The population survey, conducted over three nights in January 2022 by citizen scientists supported by the Victorian National Parks Association, recorded an unexpected 40 Greater Gliders, four Koalas and even a Powerful Owl, Australia’s largest owl species. Footage of the Greater Gliders is here.
“We were expecting to spot a few Greater Gliders but to see such a dense population, especially this far west and after a third of their habitat was destroyed in the 2019/20 bushfires in eastern Victoria was really thrilling,” said Matt Ruchel, executive director of Victorian National Parks Association.
“The discovery of a Greater Glider population hotspot demands that all logging in the area must immediately stop and further investigation be urgently undertaken.”
The density of the population meets the threshold for protection under the State Government Action Statement for the Greater Glider. That requires VicForests to retain at least 40% of the basal area (number & size of tree stems) of eucalypts across each timber harvesting coupe, prioritising live, hollow bearing trees.
The discovery comes amid growing frustration with the Andrews Government, which despite designating the Wombat Forest as a national park 12 months ago has inexplicably expanded forestry and salvage logging in the area.
“Greater Gliders are Australia’s largest gliding marsupial but habitat destruction has seen their numbers dwindle.

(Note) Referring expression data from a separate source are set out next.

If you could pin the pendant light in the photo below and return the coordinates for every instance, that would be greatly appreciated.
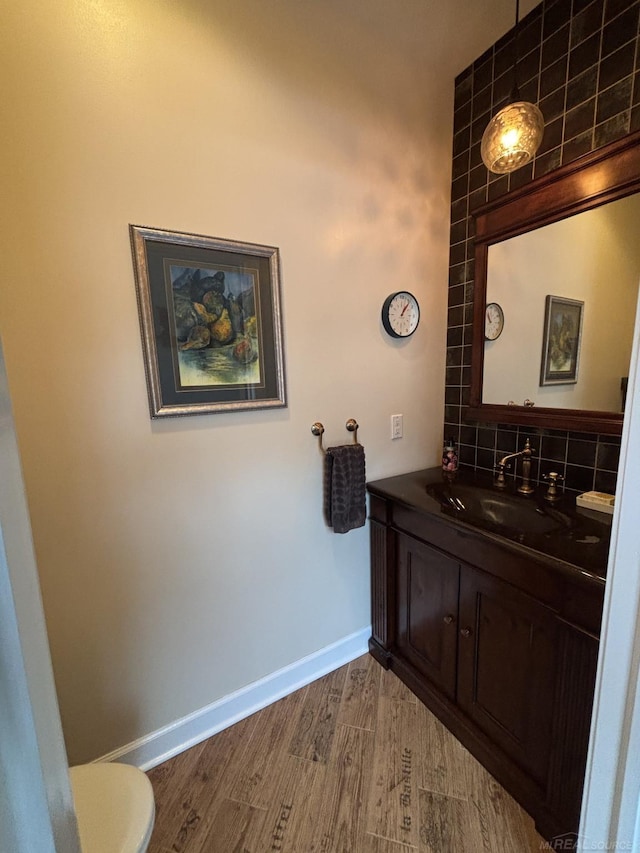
(514, 134)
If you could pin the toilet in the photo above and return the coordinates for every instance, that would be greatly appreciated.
(114, 807)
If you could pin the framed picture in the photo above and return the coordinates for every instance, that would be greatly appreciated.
(210, 321)
(561, 341)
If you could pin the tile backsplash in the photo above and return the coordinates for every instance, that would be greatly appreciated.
(579, 61)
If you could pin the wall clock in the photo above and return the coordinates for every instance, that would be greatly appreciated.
(493, 321)
(400, 314)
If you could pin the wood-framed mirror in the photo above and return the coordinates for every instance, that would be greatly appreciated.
(522, 258)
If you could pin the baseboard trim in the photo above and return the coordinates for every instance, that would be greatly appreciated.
(154, 748)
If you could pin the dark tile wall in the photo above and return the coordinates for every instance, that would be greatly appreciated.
(579, 61)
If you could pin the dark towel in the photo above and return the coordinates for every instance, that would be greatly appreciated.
(344, 487)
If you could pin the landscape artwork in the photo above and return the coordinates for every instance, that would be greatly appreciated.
(215, 323)
(210, 321)
(561, 341)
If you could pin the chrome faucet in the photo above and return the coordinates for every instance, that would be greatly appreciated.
(525, 488)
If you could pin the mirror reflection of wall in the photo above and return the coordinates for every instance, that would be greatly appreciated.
(594, 257)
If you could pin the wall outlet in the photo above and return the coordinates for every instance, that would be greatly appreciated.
(396, 426)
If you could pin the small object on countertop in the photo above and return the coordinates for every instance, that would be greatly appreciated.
(345, 487)
(553, 478)
(598, 501)
(450, 457)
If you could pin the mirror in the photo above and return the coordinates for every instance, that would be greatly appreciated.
(570, 235)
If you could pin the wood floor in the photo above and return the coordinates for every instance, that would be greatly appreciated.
(352, 763)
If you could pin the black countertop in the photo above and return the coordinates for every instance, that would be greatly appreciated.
(578, 543)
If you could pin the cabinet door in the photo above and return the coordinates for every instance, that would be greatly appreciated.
(507, 659)
(427, 597)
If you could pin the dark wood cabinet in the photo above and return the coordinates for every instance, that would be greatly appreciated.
(427, 612)
(507, 668)
(501, 647)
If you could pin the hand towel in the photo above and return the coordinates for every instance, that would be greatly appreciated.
(344, 487)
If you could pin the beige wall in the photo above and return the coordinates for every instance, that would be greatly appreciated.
(181, 560)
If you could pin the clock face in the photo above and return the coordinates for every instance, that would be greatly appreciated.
(493, 321)
(400, 314)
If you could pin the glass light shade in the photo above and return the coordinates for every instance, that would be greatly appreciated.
(512, 137)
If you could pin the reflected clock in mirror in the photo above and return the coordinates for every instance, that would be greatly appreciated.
(592, 259)
(571, 234)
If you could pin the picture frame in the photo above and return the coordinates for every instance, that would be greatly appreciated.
(561, 339)
(210, 322)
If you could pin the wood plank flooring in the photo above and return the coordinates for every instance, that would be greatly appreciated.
(352, 763)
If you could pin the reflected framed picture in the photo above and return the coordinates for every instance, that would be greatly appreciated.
(210, 321)
(561, 341)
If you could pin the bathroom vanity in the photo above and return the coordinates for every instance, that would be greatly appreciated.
(488, 604)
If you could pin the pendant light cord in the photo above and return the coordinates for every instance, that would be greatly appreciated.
(515, 92)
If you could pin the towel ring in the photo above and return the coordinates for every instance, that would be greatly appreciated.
(351, 425)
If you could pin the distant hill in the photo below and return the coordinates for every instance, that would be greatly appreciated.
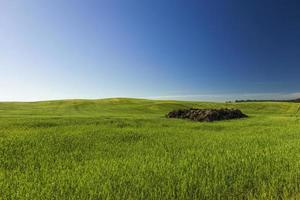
(253, 100)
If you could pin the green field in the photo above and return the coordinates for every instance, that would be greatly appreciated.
(127, 149)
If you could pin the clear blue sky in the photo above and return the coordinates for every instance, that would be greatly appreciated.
(204, 50)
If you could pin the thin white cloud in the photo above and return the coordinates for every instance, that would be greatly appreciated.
(230, 97)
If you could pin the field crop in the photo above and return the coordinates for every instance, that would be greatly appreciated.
(127, 149)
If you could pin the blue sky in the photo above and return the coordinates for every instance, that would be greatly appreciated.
(171, 49)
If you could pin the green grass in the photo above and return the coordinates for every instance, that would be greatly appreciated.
(127, 149)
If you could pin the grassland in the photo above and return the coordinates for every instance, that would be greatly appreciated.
(126, 149)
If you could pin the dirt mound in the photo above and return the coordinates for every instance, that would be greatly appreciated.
(207, 115)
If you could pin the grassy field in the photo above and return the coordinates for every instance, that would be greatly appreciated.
(127, 149)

They won’t be safe until Wombat Forest is a National Park.”
“The Andrews Government is very keen to promote its conservation track record but a media release announcing a national park doesn’t protect anything if it’s not legislated.”
The VNPA says that without a clear legislative timeline and the aggressively expanded salvage logging the area will require greater rehabilitation and restoration in the future.

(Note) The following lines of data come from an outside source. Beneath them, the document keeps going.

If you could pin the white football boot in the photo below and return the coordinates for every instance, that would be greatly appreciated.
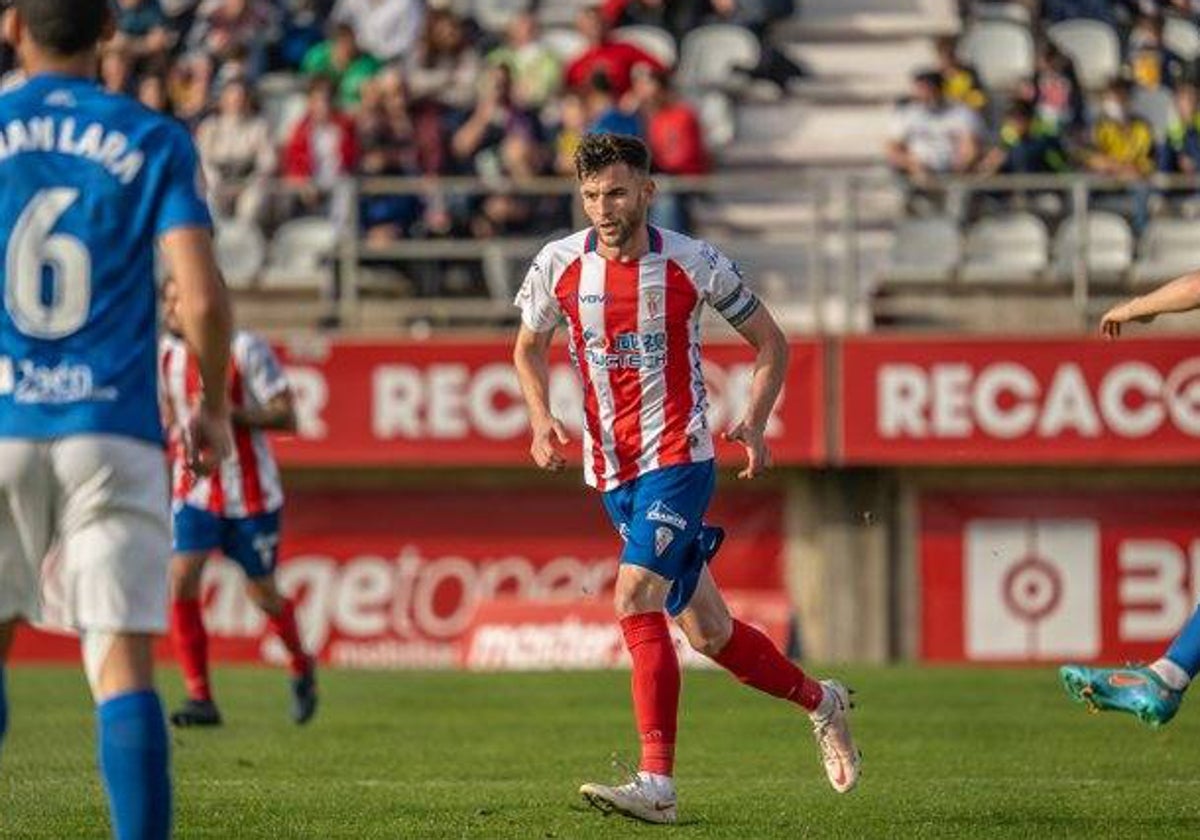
(831, 727)
(643, 798)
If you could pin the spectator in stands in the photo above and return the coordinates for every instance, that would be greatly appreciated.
(1181, 153)
(340, 60)
(1122, 142)
(1152, 65)
(676, 141)
(153, 93)
(606, 114)
(387, 29)
(115, 70)
(930, 136)
(1025, 147)
(322, 150)
(235, 30)
(677, 17)
(142, 30)
(612, 59)
(237, 153)
(1055, 90)
(444, 66)
(537, 72)
(960, 82)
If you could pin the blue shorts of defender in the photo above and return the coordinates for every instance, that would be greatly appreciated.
(660, 516)
(250, 541)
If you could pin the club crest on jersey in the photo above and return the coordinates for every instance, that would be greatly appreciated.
(663, 538)
(659, 511)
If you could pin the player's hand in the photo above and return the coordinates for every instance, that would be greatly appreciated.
(757, 454)
(1122, 313)
(547, 436)
(207, 441)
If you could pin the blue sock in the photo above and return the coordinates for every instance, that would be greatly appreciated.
(131, 735)
(1185, 651)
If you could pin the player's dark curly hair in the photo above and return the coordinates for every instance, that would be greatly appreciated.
(64, 27)
(599, 151)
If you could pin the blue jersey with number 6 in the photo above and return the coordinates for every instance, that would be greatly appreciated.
(89, 181)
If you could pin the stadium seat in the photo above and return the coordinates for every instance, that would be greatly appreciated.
(1006, 247)
(1168, 247)
(1092, 46)
(1109, 245)
(1157, 107)
(658, 42)
(925, 250)
(495, 15)
(565, 43)
(300, 255)
(709, 53)
(1182, 37)
(240, 251)
(1001, 52)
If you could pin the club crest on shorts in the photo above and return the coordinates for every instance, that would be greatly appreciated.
(663, 537)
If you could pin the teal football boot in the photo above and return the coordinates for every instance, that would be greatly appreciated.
(1137, 690)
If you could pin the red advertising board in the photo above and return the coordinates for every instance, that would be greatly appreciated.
(1081, 577)
(1019, 401)
(459, 403)
(394, 579)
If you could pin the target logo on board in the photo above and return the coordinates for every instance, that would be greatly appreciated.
(1032, 589)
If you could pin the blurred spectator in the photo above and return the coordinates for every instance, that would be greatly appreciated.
(677, 17)
(930, 136)
(676, 141)
(235, 30)
(238, 154)
(115, 70)
(142, 30)
(1055, 90)
(1181, 153)
(444, 66)
(340, 60)
(387, 29)
(960, 82)
(1122, 143)
(322, 150)
(153, 93)
(1025, 147)
(612, 59)
(1151, 64)
(537, 72)
(605, 112)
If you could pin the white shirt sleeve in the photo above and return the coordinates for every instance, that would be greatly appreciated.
(723, 287)
(539, 309)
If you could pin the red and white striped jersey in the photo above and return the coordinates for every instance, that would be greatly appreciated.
(247, 484)
(634, 333)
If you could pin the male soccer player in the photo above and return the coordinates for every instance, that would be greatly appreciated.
(89, 183)
(631, 297)
(234, 510)
(1152, 694)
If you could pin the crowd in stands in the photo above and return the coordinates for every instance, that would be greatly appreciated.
(952, 125)
(409, 88)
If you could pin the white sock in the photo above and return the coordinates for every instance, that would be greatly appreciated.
(1171, 673)
(660, 784)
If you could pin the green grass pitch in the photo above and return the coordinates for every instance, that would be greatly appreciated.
(948, 754)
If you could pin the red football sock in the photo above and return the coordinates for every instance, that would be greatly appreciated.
(191, 642)
(655, 688)
(755, 660)
(285, 627)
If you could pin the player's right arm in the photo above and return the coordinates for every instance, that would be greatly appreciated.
(1182, 294)
(207, 322)
(531, 357)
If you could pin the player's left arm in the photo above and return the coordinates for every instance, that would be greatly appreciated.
(761, 330)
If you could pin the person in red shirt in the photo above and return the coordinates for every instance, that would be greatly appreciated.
(615, 59)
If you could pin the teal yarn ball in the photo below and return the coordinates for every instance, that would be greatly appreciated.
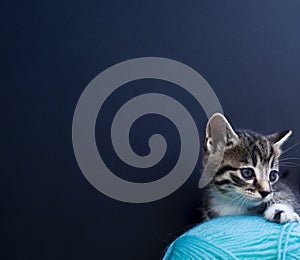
(237, 237)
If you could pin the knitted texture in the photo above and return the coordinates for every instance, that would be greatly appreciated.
(237, 237)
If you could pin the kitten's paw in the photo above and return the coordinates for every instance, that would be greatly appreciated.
(281, 213)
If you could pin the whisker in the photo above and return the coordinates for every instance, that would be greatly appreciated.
(289, 148)
(289, 158)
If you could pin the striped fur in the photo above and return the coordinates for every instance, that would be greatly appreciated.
(230, 192)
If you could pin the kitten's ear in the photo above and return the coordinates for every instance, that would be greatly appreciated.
(219, 134)
(279, 138)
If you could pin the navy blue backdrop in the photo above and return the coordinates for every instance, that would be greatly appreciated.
(249, 52)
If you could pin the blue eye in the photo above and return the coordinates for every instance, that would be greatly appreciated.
(273, 176)
(247, 173)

The area where these Greater Gliders were found is across seven planned logging coupes and is surrounded by additional salvage logging coupes. At least one of these coupes also contain records of Greater Gliders.
Under the action statement Greater Glider density equal to or greater than five individuals per spotlight kilometre across seven logging coupes, triggers the 40% cap.

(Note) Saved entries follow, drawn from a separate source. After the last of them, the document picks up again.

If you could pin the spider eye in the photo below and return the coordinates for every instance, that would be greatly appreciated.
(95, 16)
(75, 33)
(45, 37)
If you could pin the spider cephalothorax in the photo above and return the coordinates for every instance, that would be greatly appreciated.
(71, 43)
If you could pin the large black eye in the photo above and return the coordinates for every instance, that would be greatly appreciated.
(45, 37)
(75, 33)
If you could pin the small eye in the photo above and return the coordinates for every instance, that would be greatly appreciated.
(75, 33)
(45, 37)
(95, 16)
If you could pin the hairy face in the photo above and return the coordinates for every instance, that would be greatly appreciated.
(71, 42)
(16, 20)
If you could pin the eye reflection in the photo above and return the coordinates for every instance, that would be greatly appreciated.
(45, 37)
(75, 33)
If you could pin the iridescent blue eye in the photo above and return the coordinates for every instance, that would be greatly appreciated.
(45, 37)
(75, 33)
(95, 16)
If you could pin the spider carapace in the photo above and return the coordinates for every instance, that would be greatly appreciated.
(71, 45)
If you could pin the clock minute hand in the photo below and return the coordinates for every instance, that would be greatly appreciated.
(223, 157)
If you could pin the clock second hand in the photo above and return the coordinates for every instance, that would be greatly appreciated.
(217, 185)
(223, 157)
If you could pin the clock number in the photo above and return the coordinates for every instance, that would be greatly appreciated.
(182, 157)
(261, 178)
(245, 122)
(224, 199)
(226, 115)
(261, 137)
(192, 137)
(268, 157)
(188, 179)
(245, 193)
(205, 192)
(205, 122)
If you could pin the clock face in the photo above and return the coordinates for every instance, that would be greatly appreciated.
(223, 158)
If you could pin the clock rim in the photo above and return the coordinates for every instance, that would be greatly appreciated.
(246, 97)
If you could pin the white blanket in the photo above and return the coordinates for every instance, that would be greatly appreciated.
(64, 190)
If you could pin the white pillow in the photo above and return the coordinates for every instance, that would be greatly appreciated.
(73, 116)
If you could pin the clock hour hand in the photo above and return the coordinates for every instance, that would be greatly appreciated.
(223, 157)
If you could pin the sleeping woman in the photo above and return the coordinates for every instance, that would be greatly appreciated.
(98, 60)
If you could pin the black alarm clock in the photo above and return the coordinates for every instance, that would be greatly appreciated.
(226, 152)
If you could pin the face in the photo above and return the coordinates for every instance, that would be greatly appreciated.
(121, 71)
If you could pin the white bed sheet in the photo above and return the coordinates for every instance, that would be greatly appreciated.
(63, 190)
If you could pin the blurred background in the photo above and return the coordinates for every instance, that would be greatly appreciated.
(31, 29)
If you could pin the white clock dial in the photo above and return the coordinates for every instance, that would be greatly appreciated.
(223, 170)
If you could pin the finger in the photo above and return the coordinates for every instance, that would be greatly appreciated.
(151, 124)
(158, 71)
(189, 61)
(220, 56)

Greater Gliders have seen significant declines in key areas across the state over the last 20 years, and much of the suitable habitat within Victoria has been impacted by the current 2019 -2020 fires. Wombat State Forest (WSF) contains the only population of Greater Gliders west of Melbourne, and is a range-edge population of Greater Gliders in Australia. The nearest population is in the Central Highlands, which are approximately 80km away.